Review: Castle of Water


Castle of Water: A Novel

I usually start my reviews with a quote from the book. I couldn’t this time, for two reasons. One, I read the book so voraciously that I hardly took any notes because I didn’t want to stop reading. Two, I would really like to quote the entire book. It is that good.

Castle of Water by Dane Huckelbridge was our March selection for the Bucket List Book Club, and I’m so glad it was. This has been sitting on my nightstand since last year when Madeleine at Top Shelf Text implored everyone to read it. I wish I had listened sooner. This is one of the best, funniest, and most heartbreaking novels I’ve ever read, and you’d better believe I will be first on the pre-order list for whatever his next book is.

Barry, a New Yorker who has just quite his job in finance, and Sophie, a French architect on her honeymoon, are both on the same tiny plane to visit the small island of Hiva-Oa in the Marquesas, for very different reasons. When the plane crashes and everyone, including Sophie’s new husband, except Sophie and Barry perishes, the two survivors must find a way to live together on a small deserted island. They have to not only survive the island, but each other. Stranded on an island with very little hope of rescue, Barry and Sophie must learn to trust each other in order to persevere and survive the island, and everything it throws at them.

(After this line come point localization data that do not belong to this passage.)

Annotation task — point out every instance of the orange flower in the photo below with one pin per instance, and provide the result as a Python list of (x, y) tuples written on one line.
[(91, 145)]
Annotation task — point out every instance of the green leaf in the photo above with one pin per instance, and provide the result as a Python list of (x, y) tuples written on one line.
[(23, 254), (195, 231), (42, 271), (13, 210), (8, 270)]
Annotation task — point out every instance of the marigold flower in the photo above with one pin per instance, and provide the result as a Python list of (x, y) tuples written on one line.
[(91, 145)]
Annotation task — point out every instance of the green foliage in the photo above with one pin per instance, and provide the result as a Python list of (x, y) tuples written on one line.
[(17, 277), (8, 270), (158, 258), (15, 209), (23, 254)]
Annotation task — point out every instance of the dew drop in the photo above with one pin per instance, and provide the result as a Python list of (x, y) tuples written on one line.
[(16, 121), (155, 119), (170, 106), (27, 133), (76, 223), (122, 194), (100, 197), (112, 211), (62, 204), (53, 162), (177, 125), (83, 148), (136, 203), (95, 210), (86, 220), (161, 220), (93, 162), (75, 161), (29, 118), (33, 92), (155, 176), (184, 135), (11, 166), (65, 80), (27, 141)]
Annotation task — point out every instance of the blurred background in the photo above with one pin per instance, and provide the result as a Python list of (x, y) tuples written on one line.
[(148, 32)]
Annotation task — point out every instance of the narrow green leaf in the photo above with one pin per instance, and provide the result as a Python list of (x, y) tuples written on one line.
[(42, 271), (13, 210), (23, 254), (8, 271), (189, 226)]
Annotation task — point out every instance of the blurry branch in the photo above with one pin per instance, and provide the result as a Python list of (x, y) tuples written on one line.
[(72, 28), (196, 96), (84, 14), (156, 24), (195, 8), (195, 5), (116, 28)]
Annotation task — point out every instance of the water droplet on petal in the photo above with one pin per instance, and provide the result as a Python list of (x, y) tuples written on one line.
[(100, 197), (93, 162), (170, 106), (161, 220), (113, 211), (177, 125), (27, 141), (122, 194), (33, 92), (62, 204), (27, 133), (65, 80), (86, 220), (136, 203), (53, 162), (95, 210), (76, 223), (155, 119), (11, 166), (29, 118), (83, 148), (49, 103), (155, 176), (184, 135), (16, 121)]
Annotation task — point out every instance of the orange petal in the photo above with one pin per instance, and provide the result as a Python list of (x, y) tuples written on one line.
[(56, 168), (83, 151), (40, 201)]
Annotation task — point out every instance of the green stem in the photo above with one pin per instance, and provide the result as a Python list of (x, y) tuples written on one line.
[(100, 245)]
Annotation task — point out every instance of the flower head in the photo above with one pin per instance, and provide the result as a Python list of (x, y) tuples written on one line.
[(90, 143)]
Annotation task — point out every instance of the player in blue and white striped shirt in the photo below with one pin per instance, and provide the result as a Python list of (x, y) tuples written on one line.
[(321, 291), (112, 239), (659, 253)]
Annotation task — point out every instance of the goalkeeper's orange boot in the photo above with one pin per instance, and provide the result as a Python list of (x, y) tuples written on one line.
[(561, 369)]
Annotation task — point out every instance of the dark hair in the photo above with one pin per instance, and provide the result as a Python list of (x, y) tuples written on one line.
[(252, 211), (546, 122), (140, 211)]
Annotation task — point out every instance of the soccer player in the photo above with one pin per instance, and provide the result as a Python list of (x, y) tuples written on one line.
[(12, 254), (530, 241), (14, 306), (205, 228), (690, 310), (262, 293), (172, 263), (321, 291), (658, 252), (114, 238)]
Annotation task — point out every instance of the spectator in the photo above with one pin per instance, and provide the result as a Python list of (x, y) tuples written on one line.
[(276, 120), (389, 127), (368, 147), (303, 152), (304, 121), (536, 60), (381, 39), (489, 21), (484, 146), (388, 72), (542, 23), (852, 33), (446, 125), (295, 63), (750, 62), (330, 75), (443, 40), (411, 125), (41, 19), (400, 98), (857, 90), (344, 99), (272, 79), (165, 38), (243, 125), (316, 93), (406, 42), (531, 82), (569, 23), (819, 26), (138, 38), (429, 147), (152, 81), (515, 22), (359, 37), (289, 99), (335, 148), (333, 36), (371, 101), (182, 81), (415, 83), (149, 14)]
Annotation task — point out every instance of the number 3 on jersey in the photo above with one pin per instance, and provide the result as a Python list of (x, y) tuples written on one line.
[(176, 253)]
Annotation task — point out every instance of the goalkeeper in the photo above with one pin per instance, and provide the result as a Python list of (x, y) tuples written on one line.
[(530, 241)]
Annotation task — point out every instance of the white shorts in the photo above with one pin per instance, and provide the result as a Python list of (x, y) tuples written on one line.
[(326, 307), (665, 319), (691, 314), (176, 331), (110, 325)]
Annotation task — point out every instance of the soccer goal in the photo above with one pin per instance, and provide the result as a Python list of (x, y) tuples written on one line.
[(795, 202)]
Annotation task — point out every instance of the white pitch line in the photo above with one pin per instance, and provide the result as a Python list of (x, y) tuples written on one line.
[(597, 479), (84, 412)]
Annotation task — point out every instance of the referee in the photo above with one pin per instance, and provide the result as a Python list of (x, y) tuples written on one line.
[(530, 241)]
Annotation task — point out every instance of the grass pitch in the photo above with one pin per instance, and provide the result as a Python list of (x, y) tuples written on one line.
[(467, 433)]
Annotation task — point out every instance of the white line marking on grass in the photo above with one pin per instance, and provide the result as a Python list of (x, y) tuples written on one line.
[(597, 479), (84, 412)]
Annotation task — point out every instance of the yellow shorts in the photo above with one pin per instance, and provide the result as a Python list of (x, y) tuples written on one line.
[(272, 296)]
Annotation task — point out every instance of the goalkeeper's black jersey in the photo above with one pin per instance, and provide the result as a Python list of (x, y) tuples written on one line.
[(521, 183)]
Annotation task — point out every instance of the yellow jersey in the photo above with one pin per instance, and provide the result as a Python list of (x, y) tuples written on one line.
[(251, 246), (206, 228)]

Huckelbridge has an almost journalistic style of storytelling, and I had to keep reminding myself that I was reading fiction. He manages to put two characters into an almost unbelievable situation and make all of it very believable. I really knew Barry and Sophie, and understood why they made certain choices. (Even if I didn’t always agree with them.) Watching them get to know each other, and to see who they really are at the core, was an amazing experience. The level of detail included in the story was absolutely wonderful. I won’t give it all away, but one detail that Huckelbridge included throughout was Barry’s contacts, one of the few things to survive the crash. Here he is, on an island, with nothing, but he still has his routine of putting his contacts in in the morning and taking them out at night. It was so interesting to see what normal routines were included in the story, and how they would play out in this situation. The author is also just plain funny, and I laughed out loud several times throughout the novel. (Except for the last ten pages, which I won’t talk about, but you’ll understand once you read it.)

I don’t want to give any spoilers, but I will say that romance is definitely not at the heart of this novel, and I really appreciated that. It would have been so easy to have them be romantically involved early on, but the author portrayed them accurately-they really aren’t huge fans of each other at the beginning, and they have to work around that. It made the book more interesting, more honest, and more heartfelt in the end. (In which my heart was ripped out.) This is no Gilligan’s Island with a bar, tikki huts, and romance around every palm tree. This is about real people, and how they would really act.

Dane Huckelbridge has said that his intention for this book was to write “literary fiction that’s actually enjoyable to read.” Castle of Water more than accomplishes this. This is definitely literary fiction, but it’s not highbrow, or fancy, or unrelatable to certain groups of people. It’s an extremely well-written book with characters you root for and care about, and I cannot recommend it enough to everyone who loves a good story.